We should switch as soon as possible to canonicalizing IRIs in all applications before comparison (or using equiavlence-aware comparisons). The Namespaces spec should change to say when things are the same. the constraint in XML to constrain that attributes cannot occur twice should be made more complicated. It should say that you can't have two occurrences which are the same attribute name, or two attrributes which are equivalent in any way, leaving I regret some fuzziness. For example, you can't use the xhtml1.0 and xml1.1 namespaces in the same document to put two src attributes on an image! they arenot even the same namespace, but clearly they are equivalent at the application level. It should be clear that the fact that strings are different is not a guarantee that the namespaces are different. The parser just isn't expected to spot this. But I think the parser ought to be allowed to consistently cannonicalize. That makes life much easier for the application.

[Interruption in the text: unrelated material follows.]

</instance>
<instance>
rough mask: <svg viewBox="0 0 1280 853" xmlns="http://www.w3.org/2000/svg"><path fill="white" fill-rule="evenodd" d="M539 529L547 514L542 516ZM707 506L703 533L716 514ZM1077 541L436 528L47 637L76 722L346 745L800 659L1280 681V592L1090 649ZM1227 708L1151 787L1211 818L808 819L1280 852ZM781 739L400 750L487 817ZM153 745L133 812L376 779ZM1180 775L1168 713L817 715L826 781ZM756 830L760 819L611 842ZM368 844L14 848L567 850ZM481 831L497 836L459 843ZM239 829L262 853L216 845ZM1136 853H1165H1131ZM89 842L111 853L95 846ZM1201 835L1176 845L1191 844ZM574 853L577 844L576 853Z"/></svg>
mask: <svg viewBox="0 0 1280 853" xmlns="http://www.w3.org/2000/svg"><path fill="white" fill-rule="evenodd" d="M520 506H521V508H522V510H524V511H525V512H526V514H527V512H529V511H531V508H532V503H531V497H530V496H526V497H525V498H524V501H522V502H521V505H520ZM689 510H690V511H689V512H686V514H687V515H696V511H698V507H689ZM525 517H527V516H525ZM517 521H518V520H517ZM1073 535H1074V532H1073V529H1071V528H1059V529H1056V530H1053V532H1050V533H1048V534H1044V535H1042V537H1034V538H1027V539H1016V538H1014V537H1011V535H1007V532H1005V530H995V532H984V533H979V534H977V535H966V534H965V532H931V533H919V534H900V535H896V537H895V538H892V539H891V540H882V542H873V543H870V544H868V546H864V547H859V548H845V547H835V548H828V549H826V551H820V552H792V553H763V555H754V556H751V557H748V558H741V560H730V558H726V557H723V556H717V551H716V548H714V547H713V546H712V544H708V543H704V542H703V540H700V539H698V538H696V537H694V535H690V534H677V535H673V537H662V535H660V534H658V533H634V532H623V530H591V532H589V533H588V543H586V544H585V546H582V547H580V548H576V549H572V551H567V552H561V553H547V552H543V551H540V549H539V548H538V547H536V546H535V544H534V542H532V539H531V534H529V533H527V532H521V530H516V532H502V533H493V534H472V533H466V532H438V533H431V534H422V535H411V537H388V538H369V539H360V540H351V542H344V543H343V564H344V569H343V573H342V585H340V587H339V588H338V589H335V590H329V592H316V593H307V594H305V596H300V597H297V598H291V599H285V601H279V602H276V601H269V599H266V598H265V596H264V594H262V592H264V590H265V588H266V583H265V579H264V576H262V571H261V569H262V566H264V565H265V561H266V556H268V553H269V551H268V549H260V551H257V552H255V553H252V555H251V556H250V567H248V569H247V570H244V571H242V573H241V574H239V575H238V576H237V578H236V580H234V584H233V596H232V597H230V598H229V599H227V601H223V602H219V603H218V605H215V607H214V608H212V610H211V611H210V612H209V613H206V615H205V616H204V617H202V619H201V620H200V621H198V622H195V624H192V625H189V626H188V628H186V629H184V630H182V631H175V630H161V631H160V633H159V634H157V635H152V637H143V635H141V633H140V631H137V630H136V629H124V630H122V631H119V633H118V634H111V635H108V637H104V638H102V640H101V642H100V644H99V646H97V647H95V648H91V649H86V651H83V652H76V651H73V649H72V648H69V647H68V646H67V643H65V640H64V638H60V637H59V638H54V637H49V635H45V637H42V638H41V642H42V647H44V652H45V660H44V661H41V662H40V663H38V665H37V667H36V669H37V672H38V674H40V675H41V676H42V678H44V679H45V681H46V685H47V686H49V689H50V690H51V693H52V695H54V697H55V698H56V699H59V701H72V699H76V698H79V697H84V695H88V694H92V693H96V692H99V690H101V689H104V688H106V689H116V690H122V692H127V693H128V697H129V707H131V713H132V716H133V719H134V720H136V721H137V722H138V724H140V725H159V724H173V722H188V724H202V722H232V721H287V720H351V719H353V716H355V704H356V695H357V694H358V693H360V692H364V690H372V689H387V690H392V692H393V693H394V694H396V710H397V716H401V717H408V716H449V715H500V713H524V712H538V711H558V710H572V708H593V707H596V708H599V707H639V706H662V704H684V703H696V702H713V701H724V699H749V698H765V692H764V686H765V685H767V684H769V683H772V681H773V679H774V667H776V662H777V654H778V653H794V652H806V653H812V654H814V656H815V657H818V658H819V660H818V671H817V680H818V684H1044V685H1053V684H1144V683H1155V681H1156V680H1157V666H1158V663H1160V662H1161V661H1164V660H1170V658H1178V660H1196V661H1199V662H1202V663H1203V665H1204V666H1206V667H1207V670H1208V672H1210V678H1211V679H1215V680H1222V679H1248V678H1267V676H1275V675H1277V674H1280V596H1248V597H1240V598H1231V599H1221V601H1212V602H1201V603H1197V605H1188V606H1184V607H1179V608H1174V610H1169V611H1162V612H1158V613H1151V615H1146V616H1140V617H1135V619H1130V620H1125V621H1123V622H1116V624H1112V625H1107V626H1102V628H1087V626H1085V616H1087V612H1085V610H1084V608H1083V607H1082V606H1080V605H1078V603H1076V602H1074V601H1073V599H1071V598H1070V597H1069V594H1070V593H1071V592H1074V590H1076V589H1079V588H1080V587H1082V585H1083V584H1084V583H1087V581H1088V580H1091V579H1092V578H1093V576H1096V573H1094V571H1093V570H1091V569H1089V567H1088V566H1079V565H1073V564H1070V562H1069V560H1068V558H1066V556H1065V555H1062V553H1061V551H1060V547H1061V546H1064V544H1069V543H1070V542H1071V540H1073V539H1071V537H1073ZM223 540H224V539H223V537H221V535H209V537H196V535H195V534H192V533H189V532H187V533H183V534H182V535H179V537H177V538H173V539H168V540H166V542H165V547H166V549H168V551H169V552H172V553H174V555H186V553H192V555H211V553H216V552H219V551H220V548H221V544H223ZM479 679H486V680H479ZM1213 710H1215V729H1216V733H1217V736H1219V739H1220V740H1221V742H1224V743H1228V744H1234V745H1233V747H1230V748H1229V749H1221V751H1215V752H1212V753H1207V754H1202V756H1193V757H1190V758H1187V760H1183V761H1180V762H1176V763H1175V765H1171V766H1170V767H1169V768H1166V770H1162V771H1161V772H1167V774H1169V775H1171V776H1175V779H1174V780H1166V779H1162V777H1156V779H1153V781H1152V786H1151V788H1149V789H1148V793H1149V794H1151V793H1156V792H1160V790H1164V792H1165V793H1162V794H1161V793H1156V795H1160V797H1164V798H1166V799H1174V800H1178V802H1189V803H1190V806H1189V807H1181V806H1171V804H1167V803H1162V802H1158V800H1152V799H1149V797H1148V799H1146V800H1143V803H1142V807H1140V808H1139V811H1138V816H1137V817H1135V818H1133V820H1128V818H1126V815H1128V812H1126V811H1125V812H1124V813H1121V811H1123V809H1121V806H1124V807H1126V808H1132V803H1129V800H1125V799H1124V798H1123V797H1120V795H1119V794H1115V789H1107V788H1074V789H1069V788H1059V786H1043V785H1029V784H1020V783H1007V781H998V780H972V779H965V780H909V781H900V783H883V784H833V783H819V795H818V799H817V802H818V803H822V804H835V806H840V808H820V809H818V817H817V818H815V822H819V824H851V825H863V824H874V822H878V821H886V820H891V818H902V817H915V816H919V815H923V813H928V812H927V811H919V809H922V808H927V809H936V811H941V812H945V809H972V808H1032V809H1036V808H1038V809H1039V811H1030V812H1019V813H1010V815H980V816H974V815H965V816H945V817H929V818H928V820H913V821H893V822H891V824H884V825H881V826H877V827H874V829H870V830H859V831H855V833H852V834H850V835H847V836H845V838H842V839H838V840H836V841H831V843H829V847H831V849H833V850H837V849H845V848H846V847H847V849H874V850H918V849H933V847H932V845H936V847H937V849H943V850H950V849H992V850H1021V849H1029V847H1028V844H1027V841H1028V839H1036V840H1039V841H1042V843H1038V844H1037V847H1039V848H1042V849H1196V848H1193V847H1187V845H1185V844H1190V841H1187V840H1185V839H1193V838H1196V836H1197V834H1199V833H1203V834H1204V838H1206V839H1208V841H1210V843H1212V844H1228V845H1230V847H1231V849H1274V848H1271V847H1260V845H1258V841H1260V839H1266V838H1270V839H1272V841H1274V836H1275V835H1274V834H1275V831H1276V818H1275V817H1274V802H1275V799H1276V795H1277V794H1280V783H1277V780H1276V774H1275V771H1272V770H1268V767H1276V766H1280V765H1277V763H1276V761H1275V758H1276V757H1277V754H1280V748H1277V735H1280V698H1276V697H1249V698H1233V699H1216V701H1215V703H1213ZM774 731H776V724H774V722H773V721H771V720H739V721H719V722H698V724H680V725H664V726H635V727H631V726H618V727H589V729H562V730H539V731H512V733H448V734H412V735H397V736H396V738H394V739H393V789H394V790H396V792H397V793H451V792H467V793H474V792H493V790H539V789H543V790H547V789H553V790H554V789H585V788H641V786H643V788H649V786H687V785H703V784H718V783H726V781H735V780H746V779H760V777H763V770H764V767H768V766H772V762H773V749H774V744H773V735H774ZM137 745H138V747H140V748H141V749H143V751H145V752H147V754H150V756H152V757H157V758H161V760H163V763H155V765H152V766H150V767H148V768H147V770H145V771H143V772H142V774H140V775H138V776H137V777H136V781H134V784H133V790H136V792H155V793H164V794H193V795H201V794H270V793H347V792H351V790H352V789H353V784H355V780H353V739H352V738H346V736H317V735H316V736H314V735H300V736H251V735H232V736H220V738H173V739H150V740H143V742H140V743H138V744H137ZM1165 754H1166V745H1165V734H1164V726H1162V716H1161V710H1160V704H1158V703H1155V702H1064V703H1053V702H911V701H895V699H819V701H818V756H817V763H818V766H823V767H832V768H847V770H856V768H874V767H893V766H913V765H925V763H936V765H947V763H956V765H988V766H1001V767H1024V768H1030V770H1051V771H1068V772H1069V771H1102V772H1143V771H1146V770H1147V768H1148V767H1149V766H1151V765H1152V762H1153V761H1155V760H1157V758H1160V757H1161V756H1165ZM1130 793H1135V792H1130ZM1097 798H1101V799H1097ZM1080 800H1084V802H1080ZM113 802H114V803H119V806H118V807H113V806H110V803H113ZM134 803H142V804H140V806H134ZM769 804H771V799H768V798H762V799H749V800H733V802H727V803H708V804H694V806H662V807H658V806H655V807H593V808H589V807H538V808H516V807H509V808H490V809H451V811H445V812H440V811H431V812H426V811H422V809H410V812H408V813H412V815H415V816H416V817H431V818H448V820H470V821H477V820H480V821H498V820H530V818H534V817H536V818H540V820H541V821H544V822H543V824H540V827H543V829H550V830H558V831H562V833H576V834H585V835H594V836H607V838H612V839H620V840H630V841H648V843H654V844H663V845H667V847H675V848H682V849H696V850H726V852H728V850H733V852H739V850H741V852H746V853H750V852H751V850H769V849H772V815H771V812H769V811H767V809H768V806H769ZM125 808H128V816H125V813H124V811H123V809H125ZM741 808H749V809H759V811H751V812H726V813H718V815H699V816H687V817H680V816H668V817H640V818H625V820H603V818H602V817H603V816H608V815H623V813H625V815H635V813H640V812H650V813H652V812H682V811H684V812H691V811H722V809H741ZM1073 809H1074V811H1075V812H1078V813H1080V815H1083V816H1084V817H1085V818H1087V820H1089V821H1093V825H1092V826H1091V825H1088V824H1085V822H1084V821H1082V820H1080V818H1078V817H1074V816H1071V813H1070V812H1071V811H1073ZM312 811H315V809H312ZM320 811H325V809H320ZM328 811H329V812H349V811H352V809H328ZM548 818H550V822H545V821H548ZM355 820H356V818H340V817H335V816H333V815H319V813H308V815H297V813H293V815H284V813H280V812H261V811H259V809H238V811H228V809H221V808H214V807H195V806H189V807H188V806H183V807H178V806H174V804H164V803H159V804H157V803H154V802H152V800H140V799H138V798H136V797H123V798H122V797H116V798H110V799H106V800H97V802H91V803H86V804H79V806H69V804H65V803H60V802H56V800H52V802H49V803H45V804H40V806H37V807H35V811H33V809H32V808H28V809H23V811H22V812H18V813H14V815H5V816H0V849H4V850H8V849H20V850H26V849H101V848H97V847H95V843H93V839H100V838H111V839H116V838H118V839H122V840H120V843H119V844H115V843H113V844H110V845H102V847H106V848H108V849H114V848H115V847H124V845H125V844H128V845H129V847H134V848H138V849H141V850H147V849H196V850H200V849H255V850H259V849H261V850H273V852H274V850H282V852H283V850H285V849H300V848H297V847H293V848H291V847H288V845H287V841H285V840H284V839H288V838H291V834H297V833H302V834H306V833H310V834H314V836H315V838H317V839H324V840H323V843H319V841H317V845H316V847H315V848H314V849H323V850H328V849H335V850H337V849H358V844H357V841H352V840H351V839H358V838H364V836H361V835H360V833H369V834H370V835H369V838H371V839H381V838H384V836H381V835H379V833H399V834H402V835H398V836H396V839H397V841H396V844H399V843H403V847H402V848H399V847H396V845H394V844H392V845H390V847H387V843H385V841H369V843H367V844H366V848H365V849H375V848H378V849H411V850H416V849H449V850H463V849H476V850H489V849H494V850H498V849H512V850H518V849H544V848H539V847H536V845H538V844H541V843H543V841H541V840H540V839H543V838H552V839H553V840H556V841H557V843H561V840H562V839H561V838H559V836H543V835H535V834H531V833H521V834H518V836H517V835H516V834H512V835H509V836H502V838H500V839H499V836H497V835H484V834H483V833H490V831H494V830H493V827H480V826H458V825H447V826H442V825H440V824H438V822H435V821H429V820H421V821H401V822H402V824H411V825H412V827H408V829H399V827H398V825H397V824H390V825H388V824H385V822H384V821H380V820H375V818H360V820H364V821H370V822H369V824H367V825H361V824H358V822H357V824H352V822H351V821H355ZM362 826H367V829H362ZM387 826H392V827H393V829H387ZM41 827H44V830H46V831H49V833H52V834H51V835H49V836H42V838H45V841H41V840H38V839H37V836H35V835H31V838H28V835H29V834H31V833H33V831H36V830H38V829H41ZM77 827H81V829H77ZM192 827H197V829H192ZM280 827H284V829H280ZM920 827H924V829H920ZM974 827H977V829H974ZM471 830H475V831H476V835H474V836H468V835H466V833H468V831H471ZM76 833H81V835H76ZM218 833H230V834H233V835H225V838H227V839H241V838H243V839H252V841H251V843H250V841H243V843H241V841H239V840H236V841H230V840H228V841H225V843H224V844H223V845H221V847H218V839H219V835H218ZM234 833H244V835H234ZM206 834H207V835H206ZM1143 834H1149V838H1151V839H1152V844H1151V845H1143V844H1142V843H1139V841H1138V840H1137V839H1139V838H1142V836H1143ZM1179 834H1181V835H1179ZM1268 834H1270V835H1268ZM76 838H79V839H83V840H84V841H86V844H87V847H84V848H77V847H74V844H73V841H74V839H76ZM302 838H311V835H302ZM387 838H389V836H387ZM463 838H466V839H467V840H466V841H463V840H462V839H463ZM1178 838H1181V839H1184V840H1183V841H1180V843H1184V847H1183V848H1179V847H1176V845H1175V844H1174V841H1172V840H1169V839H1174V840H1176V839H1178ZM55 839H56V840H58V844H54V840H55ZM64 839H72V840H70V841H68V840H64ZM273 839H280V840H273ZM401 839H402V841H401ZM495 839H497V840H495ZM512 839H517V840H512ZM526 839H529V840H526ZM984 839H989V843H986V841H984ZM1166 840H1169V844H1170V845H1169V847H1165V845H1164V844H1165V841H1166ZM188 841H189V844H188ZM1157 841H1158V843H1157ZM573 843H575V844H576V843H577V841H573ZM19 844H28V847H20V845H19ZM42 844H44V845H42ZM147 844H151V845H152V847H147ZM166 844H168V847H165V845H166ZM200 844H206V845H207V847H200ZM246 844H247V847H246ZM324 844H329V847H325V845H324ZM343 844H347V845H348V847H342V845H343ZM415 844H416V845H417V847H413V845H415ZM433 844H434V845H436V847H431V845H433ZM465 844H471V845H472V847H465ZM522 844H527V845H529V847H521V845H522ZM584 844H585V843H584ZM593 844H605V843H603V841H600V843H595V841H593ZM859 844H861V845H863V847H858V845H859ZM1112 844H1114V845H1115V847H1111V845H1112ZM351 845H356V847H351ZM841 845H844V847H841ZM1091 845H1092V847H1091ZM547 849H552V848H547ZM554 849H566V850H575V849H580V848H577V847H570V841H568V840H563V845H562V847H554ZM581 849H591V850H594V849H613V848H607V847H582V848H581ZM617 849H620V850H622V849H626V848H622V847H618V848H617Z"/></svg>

DanC wanted to be able to do strcmp, and he can if the parser canonicalizes.

We should then in a few years be able to relax the constraint on not transmitting multiple different forms.

We should formalize with names the various functions above, and make sure there are good working coded implmentations of them in the mjor languages. A standard API will help. URI working group stuff.

References

Footnotes:

The foundational architecture of the web is that there is a global context common to all publically published documents, in which each URI is agreed by everyone to identify the same thing. In practice of course, things break and people are confused and misled. Those making formal systems often restrict the scope of data to that in which this ideal approximation can be taken to hold in practcie as well as in theory.

The fact that the use of uris varies with time (sad but true) (we are NOT talking about living documents or concepts whose reopresentations change, here, but really reuse of the same URI for a totally different concept) means that to model things over a relatively long time one might want to model the time varying nature:

This time modelling can be done and has been done in many ways, but is not addressed here.